Mobile communication devices and the evolution of the internet have increased the demand on wireless communication bandwidth. Multiple-input multiple-output (MIMO) is one example technology which is used to sustain a higher data bandwidth. MIMO, like other technologies, require synthesis and processing of high frequency signals such as, for example, local oscillator (“LO”) signals that may be used to up-convert or down-convert a carrier frequency. Frequency dividers may be utilized to create additional signals having different frequencies to facilitate this process.

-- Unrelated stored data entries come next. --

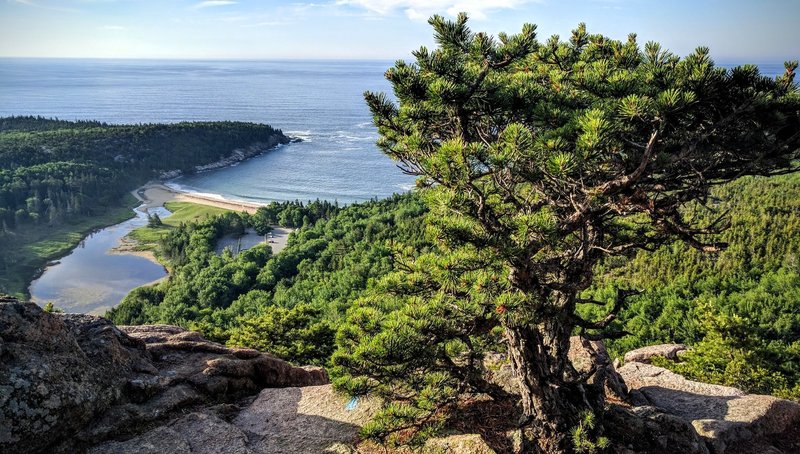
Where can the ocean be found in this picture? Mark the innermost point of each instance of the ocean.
(319, 102)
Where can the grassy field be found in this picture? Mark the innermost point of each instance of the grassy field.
(41, 244)
(147, 237)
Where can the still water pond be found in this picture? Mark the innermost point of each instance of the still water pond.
(93, 278)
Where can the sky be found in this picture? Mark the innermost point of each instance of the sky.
(737, 31)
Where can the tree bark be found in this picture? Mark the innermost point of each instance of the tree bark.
(550, 404)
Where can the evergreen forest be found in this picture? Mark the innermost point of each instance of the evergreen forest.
(61, 179)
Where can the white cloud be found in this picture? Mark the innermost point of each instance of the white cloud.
(212, 3)
(422, 9)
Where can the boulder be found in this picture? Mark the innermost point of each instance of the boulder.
(645, 354)
(728, 419)
(646, 429)
(309, 419)
(71, 381)
(57, 373)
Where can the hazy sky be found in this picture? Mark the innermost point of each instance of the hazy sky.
(758, 31)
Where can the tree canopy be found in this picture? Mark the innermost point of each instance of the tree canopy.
(539, 159)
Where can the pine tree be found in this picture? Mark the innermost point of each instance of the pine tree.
(538, 159)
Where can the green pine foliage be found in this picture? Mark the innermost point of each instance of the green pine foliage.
(739, 308)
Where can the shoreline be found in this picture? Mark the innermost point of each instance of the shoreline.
(157, 193)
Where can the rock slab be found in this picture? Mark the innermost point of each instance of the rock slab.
(728, 419)
(70, 381)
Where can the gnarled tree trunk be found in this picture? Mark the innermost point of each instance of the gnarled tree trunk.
(551, 403)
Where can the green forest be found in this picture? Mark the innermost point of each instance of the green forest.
(737, 309)
(61, 179)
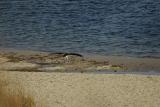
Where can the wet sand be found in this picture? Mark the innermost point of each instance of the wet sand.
(52, 81)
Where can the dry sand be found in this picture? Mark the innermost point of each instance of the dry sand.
(55, 89)
(89, 90)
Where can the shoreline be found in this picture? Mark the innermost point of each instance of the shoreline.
(81, 82)
(101, 64)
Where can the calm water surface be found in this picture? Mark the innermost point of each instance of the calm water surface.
(108, 27)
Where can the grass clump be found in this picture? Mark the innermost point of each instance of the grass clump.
(14, 99)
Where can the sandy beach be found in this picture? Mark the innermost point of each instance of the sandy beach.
(89, 90)
(52, 85)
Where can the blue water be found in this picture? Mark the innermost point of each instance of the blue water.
(108, 27)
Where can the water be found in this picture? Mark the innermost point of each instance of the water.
(108, 27)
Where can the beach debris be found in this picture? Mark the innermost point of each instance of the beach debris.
(110, 67)
(17, 66)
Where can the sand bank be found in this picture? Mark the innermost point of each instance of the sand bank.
(89, 90)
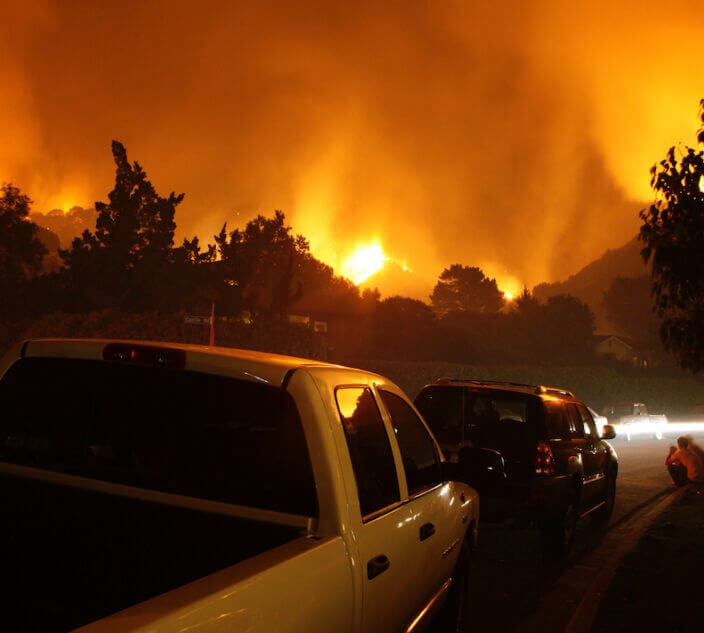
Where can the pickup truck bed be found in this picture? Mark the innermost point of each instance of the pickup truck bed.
(101, 553)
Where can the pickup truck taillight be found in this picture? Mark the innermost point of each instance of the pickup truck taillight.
(544, 460)
(145, 355)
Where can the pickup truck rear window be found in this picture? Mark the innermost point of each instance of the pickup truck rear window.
(171, 430)
(370, 450)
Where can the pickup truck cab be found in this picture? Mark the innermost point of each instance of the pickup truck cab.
(160, 487)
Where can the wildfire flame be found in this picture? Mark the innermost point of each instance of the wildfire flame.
(365, 261)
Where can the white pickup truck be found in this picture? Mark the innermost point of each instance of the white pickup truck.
(160, 487)
(631, 419)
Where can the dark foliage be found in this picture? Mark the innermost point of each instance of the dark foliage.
(673, 236)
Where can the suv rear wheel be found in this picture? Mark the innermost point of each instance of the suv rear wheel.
(604, 512)
(557, 532)
(454, 615)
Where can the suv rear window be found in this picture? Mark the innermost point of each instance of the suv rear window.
(175, 431)
(492, 418)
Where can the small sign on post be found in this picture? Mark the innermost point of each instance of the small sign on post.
(194, 319)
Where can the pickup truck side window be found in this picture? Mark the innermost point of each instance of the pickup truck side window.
(420, 458)
(576, 424)
(370, 450)
(170, 430)
(588, 422)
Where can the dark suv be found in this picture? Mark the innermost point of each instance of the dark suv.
(556, 466)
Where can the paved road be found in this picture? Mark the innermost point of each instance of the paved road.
(514, 590)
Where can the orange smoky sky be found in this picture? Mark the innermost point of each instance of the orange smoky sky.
(513, 136)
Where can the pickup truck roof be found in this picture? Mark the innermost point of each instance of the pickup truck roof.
(238, 363)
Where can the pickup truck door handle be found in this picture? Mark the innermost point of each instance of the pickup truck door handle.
(426, 531)
(377, 566)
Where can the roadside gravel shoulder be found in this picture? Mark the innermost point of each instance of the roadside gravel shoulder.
(656, 585)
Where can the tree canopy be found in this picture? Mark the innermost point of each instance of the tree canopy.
(673, 236)
(465, 289)
(126, 260)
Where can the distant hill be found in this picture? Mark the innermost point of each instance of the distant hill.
(590, 283)
(66, 226)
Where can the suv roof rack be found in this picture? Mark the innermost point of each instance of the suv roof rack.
(553, 391)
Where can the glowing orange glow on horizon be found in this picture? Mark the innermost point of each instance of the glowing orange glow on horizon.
(365, 261)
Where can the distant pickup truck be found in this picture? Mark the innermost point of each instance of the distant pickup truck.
(157, 487)
(631, 419)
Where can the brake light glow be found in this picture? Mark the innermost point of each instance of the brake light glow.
(544, 460)
(145, 355)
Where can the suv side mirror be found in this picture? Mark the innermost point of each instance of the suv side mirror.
(608, 432)
(481, 468)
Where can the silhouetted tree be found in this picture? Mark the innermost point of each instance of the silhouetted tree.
(524, 331)
(401, 329)
(261, 265)
(465, 289)
(126, 262)
(673, 234)
(568, 330)
(629, 307)
(21, 252)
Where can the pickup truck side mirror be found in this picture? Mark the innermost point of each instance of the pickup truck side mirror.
(481, 468)
(608, 432)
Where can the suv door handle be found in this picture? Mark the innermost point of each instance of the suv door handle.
(377, 565)
(426, 531)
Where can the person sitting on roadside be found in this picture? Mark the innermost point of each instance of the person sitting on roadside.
(694, 447)
(684, 465)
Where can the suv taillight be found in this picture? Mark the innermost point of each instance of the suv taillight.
(544, 460)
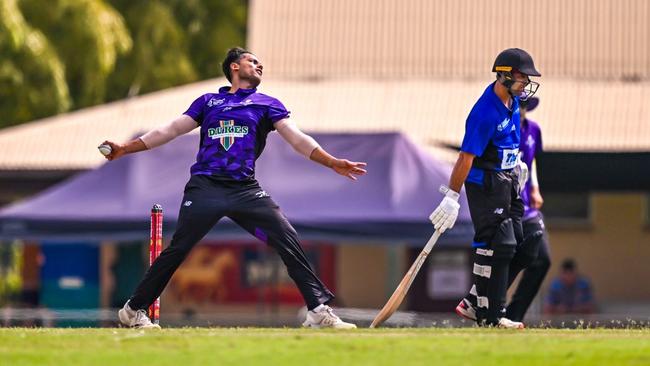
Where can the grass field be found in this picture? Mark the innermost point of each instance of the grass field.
(251, 346)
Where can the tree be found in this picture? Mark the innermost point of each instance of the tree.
(32, 77)
(160, 58)
(89, 36)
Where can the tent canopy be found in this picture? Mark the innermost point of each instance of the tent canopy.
(390, 204)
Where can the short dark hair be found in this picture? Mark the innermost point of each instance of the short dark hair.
(233, 55)
(568, 265)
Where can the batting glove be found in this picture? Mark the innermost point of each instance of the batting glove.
(445, 215)
(521, 169)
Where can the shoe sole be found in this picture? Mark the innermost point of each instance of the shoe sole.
(319, 327)
(124, 319)
(461, 312)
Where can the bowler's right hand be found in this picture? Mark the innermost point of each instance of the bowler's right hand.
(116, 150)
(445, 215)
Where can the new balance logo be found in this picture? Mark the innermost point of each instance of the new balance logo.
(261, 194)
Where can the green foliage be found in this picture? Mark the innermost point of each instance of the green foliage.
(32, 76)
(160, 58)
(89, 36)
(10, 280)
(67, 54)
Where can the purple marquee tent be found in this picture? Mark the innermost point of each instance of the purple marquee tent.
(390, 204)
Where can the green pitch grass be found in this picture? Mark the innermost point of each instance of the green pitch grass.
(253, 346)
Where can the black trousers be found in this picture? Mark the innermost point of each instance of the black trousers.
(533, 276)
(496, 209)
(205, 202)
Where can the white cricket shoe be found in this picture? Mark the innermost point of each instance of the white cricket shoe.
(510, 324)
(135, 318)
(324, 317)
(466, 310)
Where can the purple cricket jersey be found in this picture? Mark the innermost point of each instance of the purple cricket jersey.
(234, 127)
(531, 145)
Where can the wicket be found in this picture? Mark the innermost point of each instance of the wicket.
(155, 247)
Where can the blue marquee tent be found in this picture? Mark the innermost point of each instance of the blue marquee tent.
(390, 204)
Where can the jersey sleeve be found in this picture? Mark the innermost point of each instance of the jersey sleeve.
(196, 110)
(478, 132)
(277, 111)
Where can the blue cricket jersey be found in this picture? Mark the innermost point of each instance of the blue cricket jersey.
(234, 127)
(492, 133)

FIG. 1A illustrates a prior art frequency divider 100 used to create an oscillating signal. Frequency divider 100 includes series connected D-flip flops 101 and 102. A clock input 103 provides an input to frequency divider 100. Frequency divider 100 utilizes input 103 to produce Vout at one-half the frequency of input 103.

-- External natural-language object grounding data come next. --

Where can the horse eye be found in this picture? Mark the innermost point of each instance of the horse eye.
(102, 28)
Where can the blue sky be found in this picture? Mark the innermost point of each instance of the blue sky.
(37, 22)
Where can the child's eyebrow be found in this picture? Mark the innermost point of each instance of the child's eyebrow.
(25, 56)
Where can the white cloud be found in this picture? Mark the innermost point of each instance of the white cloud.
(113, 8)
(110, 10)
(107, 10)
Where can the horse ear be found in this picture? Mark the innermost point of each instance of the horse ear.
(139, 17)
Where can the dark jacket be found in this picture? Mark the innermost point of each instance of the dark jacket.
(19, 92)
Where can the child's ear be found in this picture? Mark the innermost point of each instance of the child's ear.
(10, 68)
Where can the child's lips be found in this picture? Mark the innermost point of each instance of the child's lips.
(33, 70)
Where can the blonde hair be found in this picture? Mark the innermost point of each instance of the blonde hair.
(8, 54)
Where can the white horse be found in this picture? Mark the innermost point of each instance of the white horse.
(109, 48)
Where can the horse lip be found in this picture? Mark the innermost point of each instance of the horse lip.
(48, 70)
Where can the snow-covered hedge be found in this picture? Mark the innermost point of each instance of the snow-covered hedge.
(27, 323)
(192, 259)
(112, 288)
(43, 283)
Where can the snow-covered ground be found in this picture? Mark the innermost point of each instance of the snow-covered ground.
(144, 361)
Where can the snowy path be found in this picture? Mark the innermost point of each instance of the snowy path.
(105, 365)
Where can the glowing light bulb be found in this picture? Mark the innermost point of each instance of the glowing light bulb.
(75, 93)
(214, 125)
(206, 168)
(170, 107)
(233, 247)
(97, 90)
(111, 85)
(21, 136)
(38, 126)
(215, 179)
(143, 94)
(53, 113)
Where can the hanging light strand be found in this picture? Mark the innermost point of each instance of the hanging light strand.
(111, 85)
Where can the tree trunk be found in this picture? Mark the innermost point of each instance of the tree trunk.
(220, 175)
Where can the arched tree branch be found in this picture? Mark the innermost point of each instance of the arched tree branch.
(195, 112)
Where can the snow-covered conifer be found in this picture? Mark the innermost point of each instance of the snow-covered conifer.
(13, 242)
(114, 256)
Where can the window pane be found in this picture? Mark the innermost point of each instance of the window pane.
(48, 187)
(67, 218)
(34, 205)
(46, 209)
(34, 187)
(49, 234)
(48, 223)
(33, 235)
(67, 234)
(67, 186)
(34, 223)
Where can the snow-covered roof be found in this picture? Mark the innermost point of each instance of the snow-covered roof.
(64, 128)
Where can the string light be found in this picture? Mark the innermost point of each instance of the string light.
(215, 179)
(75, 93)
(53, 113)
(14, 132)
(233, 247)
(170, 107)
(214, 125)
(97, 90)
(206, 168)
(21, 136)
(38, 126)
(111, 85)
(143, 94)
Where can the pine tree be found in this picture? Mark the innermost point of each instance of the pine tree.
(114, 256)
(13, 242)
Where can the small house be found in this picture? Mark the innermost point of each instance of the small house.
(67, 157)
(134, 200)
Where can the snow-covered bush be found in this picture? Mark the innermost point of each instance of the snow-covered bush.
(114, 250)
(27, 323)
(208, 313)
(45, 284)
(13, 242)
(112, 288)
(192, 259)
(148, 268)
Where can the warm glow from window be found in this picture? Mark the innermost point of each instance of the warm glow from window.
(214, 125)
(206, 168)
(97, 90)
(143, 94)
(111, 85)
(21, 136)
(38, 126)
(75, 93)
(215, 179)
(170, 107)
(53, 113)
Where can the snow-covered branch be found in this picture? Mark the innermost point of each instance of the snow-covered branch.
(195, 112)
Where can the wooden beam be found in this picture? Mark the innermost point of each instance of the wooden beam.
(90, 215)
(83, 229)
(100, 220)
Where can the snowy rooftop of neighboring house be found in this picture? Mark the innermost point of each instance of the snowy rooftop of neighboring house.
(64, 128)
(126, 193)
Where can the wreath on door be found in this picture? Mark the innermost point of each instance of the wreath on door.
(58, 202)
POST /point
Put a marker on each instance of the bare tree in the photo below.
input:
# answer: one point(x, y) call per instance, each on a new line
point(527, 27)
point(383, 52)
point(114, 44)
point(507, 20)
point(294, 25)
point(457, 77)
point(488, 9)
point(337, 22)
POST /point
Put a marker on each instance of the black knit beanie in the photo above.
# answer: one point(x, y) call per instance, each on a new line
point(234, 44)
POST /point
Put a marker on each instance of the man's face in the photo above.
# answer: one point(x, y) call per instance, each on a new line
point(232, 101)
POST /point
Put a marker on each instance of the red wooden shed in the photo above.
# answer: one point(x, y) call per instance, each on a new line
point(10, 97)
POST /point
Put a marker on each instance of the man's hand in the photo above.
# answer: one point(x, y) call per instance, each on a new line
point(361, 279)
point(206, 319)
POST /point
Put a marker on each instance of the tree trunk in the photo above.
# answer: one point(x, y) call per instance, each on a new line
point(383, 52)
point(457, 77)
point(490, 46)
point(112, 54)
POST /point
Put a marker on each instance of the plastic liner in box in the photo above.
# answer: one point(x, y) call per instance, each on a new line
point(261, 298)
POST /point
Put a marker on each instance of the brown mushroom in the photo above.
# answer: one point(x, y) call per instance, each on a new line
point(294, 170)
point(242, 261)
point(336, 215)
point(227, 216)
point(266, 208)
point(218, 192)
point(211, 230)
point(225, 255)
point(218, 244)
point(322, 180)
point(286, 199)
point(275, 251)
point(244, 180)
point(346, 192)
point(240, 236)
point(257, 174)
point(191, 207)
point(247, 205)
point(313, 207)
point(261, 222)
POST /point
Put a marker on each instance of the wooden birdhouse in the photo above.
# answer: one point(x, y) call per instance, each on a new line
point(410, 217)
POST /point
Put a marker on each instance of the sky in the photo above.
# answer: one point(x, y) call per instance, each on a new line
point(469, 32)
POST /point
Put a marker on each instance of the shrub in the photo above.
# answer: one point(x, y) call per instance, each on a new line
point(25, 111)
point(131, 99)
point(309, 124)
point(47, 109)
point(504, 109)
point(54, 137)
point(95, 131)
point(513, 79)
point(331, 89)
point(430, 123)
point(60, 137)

FIG. 1B illustrates an input waveform 104 and an output waveform 105 corresponding to the prior art frequency divider 100 of FIG. 1A. Input waveform 104 corresponds to the input clock 103 of FIG. 1A. Output waveform 105 corresponds to Vout of FIG. 1A. Period T2 is twice as long as T1, and therefore, the frequency of output waveform 105 is one-half the frequency of input waveform 104.
FIG. 1C illustrates example circuit 120 using source coupled logic (SCL) to implement a D-flip flop in a frequency divider. Frequency divider 120 is useful in some applications, but has some major disadvantages. For example, frequency divider 120 has a high power consumption, has a limited output swing, does not drive capacitive loads well, and may have an asymmetric output waveform. The high power consumption creates a problem with battery life in mobile wireless solutions. The limited output swing may limit the implementation in low voltage technologies. Additionally, the circuit may require additional buffering to improve capacitive drive capability. The asymmetric output waveform may introduce unwanted additional frequencies which may interfere with the transmitter and receive channels of the system.

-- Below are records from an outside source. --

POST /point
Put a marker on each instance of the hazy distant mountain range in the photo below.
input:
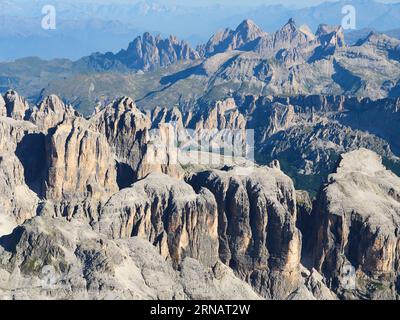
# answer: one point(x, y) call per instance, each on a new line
point(95, 26)
point(245, 60)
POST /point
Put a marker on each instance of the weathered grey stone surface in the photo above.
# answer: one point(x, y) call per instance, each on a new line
point(357, 220)
point(257, 226)
point(49, 258)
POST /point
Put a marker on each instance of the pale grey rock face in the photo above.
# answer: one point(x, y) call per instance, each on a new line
point(3, 109)
point(168, 213)
point(50, 112)
point(16, 106)
point(127, 131)
point(80, 170)
point(50, 258)
point(257, 230)
point(17, 201)
point(357, 219)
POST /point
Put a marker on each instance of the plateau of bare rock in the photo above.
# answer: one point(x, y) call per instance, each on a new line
point(16, 105)
point(17, 202)
point(80, 166)
point(356, 221)
point(51, 112)
point(257, 230)
point(168, 213)
point(81, 264)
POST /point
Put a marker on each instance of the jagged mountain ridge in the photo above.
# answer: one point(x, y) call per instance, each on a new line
point(212, 233)
point(247, 60)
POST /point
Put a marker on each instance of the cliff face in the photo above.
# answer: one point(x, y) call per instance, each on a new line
point(83, 196)
point(168, 213)
point(82, 264)
point(356, 223)
point(257, 226)
point(17, 202)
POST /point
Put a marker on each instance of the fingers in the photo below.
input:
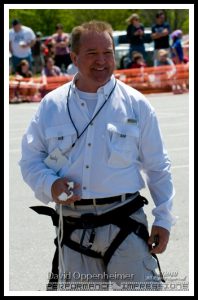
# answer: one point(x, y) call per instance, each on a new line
point(161, 247)
point(61, 186)
point(158, 239)
point(71, 200)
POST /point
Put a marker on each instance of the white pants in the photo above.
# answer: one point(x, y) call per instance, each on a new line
point(130, 263)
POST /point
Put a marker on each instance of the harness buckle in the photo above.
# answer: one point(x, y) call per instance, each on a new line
point(137, 231)
point(87, 221)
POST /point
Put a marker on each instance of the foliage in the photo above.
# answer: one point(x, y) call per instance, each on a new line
point(45, 20)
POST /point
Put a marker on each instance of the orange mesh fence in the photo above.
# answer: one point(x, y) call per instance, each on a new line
point(146, 80)
point(155, 79)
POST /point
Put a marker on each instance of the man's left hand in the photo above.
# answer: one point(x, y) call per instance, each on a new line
point(162, 235)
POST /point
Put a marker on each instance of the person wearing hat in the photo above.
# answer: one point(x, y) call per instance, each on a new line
point(176, 47)
point(135, 34)
point(160, 34)
point(37, 54)
point(21, 39)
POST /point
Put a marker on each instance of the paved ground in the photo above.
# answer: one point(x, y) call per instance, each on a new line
point(31, 236)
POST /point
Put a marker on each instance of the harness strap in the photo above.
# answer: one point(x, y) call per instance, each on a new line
point(129, 226)
point(118, 216)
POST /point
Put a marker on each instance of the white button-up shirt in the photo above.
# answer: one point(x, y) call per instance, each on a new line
point(107, 159)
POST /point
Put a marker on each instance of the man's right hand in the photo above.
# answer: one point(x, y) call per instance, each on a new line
point(60, 186)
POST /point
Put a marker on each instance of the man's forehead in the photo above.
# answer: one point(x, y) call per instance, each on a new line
point(95, 35)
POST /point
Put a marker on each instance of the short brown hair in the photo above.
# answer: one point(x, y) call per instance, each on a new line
point(97, 26)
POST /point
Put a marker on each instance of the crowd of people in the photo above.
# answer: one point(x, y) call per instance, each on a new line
point(30, 55)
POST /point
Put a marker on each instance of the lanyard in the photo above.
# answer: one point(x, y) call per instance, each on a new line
point(68, 109)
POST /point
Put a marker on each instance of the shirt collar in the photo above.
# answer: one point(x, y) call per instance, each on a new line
point(105, 89)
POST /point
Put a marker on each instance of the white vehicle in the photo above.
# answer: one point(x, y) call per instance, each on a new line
point(122, 46)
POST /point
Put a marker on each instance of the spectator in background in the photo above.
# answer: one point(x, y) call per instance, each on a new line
point(61, 42)
point(23, 69)
point(164, 60)
point(72, 69)
point(50, 70)
point(137, 61)
point(160, 35)
point(21, 39)
point(176, 47)
point(135, 35)
point(37, 54)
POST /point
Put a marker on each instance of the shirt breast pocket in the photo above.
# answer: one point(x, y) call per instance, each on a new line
point(123, 144)
point(61, 137)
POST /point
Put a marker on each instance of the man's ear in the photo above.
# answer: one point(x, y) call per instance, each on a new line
point(73, 56)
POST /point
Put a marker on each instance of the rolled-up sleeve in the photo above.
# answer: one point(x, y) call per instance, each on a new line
point(156, 165)
point(34, 171)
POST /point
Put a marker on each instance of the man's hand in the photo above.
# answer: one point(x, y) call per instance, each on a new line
point(60, 186)
point(162, 236)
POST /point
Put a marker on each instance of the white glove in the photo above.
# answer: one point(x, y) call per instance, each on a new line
point(63, 196)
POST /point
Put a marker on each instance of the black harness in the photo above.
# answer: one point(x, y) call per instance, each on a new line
point(119, 216)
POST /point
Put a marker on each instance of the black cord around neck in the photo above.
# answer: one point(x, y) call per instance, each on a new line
point(68, 109)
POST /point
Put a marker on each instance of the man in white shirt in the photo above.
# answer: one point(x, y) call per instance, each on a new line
point(21, 39)
point(99, 133)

FIG. 1D illustrates a prior art injection-locking frequency divider 140. An injection current Iinj 147 is a current signal having a frequency component which is used to create Vout 149. The output frequency of Vout 149 may be one-half the frequency of Iinj 147. While this implementation is also useful in some applications, it also has several disadvantages. For example, the injection current in frequency divider 140 may be highly sensitive to interference from other signals on the same integrated circuit. In particular, power amplifiers (PAs) from other portions of an integrated chip may contribute signals into the ground plane of the integrated circuit. These signals may interfere with Iinj 147 and cause the circuit to lock to the wrong frequency. This phenomenon is sometimes referred to as injection pulling caused by a power amplifier or other circuit and may be particularly problematic on integrated circuits with multiple power amplifiers such as a MIMO system. Additionally, frequency divider 140 may also be susceptible to common mode problems. In particular, frequency divider 140 may develop a common mode output at the same frequency as the injection signal.
Thus, there is a need for improved techniques for generating oscillating signals in a wireless communication system, and in particular, to improved frequency divider circuits that may be used in such applications.